En ce qui me concerne, j’ai soixante et un ans et (pas) toutes mes dents, ne serait-ce que parce que mes dents de lait ont disparu il y a bien des lustres et que mes dents de sagesse ne sont jamais venues, une seule a eu quelques velléités d’apparition mais je l’ai faite arracher et depuis, plus rien… Les autres ont-elles eu peur, se sont-elles cachées ou étais-je destinée à n’être jamais sage ?

Bref, à mon âge, quitte à faire grincer des dents (agacer et/ou  susciter une réaction négative), je n’ai pas envie de me taire et d’avoir peur en silence, je ne parle pas entre mes dents, peu distinctement, en n’articulant pas, j’exprime clairement ce que je pense, certains diront que j’ai la dent dure (que je suis sévère, quelquefois intransigeante) mais je ne fais que dire ce que je pense à un instant donné peut-être parce que je suis sur les dents (surmenée, épuisée ou excédée selon les jours).

Moi qui rêvais de voir mes enfants mordre la vie à belles dents ou à pleines dents (de bon appétit et avec beaucoup d’énergie), je les vois trentenaires, désabusés, quelquefois déprimés et surtout exploités. Pour eux, la vie, l’avenir c’est précarité, récession, rémunérations ridicules, cursus et diplômes dévalorisés… Rien ne leur est épargné si on ajoute Sida, Ébola, terrorisme… Et pourtant nous voulions qu’ils soient heureux. Comment en est-on arrivé là ? Génération perdue ? Est-ce parce qu’ils n’ont pas les dents du bonheur (un espace marqué entre les deux incisives) ou simplement la faute à « pas d’chance » ?

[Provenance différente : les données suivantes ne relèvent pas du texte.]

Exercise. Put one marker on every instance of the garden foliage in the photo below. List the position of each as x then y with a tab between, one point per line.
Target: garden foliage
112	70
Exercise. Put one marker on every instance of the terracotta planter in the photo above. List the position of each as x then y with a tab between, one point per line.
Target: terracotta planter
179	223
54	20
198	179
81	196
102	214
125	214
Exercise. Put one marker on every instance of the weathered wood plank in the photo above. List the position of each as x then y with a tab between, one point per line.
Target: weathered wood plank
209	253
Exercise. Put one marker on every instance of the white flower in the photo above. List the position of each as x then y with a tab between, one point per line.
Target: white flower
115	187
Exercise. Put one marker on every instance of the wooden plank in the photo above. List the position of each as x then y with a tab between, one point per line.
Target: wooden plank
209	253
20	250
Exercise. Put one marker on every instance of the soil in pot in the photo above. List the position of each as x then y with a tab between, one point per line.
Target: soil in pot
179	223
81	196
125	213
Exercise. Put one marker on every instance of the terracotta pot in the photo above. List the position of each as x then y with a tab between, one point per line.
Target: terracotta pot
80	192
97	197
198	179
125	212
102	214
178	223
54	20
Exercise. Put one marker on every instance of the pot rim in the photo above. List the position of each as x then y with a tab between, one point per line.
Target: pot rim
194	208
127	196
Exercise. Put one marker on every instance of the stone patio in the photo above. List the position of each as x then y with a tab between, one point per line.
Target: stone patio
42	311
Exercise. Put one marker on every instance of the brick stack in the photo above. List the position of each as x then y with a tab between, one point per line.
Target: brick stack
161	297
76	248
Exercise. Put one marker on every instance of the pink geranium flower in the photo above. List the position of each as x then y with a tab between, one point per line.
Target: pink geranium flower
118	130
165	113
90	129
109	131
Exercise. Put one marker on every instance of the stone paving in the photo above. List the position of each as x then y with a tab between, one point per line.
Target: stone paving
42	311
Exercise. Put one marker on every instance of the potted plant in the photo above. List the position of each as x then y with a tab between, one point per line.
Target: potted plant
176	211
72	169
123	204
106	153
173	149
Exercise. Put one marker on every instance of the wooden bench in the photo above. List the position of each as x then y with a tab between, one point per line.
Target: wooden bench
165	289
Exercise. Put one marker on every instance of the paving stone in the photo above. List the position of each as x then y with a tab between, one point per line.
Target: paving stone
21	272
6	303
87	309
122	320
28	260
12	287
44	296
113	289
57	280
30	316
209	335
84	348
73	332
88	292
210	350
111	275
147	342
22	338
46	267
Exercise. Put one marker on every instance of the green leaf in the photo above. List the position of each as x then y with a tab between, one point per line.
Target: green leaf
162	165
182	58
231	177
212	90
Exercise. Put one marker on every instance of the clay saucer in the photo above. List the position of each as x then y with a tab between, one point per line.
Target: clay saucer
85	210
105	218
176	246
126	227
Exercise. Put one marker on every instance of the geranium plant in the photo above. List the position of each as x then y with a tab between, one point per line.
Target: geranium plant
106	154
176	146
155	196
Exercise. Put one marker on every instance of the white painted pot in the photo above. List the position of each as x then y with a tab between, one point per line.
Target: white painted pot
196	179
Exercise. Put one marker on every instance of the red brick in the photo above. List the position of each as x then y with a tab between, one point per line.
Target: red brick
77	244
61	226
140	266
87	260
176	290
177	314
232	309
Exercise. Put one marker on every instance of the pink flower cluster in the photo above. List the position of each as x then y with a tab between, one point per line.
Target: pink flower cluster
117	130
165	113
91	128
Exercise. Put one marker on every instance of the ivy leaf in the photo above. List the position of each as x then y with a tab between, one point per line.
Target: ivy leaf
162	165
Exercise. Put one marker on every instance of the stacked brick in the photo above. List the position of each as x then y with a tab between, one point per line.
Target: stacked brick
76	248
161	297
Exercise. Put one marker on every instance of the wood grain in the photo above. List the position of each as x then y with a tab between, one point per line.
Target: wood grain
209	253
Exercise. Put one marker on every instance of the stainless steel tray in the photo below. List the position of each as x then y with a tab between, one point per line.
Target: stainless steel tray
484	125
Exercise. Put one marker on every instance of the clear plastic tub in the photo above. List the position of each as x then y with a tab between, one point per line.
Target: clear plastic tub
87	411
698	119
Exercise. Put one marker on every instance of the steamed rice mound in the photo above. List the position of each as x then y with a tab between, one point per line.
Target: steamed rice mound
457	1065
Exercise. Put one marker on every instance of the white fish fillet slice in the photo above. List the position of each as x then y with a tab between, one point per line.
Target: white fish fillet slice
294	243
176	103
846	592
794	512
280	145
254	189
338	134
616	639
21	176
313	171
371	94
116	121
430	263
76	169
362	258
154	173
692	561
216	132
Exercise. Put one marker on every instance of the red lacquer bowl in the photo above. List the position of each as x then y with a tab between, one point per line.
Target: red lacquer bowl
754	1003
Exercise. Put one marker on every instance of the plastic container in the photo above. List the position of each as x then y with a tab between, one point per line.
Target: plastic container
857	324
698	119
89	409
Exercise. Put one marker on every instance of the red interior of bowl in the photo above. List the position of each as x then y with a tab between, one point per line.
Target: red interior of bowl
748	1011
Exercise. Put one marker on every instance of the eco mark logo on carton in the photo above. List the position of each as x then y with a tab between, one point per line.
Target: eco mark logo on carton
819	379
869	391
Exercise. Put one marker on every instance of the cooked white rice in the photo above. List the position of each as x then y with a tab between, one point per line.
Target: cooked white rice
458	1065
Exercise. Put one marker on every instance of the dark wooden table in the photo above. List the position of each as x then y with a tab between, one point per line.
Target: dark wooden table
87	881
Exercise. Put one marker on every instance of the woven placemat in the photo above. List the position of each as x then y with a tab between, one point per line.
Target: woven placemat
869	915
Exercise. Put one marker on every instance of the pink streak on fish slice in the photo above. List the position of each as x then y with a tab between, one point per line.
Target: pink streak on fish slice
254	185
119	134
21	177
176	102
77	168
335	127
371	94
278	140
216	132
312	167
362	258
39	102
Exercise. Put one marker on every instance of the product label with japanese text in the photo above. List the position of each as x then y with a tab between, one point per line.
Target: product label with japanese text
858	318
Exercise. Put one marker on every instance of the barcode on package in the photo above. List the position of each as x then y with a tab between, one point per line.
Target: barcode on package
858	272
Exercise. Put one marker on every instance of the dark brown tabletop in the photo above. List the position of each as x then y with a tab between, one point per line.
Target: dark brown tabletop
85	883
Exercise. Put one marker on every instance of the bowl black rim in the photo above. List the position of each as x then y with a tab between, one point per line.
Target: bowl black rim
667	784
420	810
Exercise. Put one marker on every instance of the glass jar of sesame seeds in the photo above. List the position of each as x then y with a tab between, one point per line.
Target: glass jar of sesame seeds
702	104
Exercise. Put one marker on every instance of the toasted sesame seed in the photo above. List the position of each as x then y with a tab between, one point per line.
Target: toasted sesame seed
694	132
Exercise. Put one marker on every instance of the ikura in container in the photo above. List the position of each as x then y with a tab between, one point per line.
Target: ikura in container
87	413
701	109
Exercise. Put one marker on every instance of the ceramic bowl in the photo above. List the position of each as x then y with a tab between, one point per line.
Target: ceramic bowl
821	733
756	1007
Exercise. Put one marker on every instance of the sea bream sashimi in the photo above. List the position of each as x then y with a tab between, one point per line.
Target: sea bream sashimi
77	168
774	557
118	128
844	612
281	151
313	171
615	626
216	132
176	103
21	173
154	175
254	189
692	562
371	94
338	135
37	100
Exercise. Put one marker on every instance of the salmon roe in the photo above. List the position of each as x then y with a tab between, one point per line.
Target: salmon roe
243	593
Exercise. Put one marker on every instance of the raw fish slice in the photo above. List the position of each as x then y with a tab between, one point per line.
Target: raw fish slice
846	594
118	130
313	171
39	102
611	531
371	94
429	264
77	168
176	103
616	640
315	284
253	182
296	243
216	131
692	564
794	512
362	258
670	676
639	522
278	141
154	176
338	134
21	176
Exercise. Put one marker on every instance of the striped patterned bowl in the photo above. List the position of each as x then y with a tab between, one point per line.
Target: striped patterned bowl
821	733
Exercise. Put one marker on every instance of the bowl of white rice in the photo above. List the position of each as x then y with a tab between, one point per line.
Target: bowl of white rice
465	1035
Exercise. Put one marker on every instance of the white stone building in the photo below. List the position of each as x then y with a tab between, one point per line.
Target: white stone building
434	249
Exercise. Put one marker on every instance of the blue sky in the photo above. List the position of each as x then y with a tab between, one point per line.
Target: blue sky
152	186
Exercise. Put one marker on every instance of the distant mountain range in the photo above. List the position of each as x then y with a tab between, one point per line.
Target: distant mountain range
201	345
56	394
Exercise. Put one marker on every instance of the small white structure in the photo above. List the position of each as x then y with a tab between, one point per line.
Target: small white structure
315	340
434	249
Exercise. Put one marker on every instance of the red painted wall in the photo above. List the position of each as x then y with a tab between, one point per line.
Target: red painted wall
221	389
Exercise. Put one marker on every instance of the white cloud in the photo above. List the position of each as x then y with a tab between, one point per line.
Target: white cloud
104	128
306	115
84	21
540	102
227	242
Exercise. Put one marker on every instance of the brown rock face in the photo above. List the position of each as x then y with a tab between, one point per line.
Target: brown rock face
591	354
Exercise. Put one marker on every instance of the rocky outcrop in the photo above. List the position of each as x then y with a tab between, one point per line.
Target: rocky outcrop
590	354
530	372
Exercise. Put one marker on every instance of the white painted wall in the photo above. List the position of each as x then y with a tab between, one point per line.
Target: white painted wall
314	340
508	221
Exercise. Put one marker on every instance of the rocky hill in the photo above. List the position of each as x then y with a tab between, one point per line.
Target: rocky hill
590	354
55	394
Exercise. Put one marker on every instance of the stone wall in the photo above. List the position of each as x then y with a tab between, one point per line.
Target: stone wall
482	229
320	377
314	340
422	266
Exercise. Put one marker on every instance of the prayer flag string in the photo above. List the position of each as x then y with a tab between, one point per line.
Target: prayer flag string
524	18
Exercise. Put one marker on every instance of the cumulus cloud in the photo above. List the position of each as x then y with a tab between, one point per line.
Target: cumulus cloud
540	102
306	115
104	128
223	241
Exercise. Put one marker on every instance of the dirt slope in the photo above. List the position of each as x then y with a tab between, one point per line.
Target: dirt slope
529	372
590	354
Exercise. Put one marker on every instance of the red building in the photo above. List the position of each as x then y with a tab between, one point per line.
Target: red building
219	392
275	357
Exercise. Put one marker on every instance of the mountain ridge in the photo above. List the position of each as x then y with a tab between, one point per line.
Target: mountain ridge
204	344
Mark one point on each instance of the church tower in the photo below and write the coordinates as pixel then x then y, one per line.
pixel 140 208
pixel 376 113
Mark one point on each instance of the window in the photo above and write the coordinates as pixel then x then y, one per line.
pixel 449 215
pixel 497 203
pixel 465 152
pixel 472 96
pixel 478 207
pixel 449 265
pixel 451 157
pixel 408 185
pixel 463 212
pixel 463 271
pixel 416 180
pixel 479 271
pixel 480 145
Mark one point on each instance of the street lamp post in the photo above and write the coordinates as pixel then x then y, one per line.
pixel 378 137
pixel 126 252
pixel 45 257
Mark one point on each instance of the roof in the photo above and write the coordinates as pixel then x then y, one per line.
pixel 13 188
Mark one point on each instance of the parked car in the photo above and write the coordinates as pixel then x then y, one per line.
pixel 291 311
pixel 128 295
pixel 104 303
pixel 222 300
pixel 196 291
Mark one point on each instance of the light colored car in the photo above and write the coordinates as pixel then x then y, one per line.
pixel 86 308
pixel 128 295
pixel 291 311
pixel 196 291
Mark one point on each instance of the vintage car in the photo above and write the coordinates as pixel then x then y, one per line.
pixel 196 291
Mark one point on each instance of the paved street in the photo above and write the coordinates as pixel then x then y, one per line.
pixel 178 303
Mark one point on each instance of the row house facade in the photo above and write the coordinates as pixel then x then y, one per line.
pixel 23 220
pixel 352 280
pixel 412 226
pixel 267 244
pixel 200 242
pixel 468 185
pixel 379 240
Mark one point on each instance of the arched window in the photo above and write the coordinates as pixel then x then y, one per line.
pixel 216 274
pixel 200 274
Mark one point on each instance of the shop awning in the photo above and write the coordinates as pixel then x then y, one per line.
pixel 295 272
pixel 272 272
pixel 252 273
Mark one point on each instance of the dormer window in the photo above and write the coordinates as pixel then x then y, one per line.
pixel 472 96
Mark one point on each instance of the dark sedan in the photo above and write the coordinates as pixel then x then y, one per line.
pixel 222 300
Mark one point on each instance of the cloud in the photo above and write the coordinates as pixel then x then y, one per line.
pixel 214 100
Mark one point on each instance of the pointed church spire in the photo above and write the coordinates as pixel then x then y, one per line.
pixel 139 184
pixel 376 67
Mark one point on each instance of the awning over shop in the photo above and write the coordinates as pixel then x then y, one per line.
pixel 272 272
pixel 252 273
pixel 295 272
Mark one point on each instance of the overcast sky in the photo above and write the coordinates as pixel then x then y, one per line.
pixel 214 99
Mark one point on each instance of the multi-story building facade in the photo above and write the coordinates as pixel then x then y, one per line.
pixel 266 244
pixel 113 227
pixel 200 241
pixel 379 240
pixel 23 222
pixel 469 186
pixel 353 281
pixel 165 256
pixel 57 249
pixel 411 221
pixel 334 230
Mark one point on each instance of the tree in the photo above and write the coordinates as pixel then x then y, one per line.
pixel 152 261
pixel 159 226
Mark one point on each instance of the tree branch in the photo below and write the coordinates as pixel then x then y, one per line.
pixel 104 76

Il y a pourtant encore quelques personnes, jeunes et moins jeunes, à avoir les dents longues (être très ambitieux) qui ont envie d’attraper, prendre la lune avec les dents, de tenter l’impossible pour réussir. Certains d’entre eux ont même des dents qui rayent le parquet (une ambition excessive). On en a vu au moins un très bien réussir : le petit Nicolas est devenu président de la République.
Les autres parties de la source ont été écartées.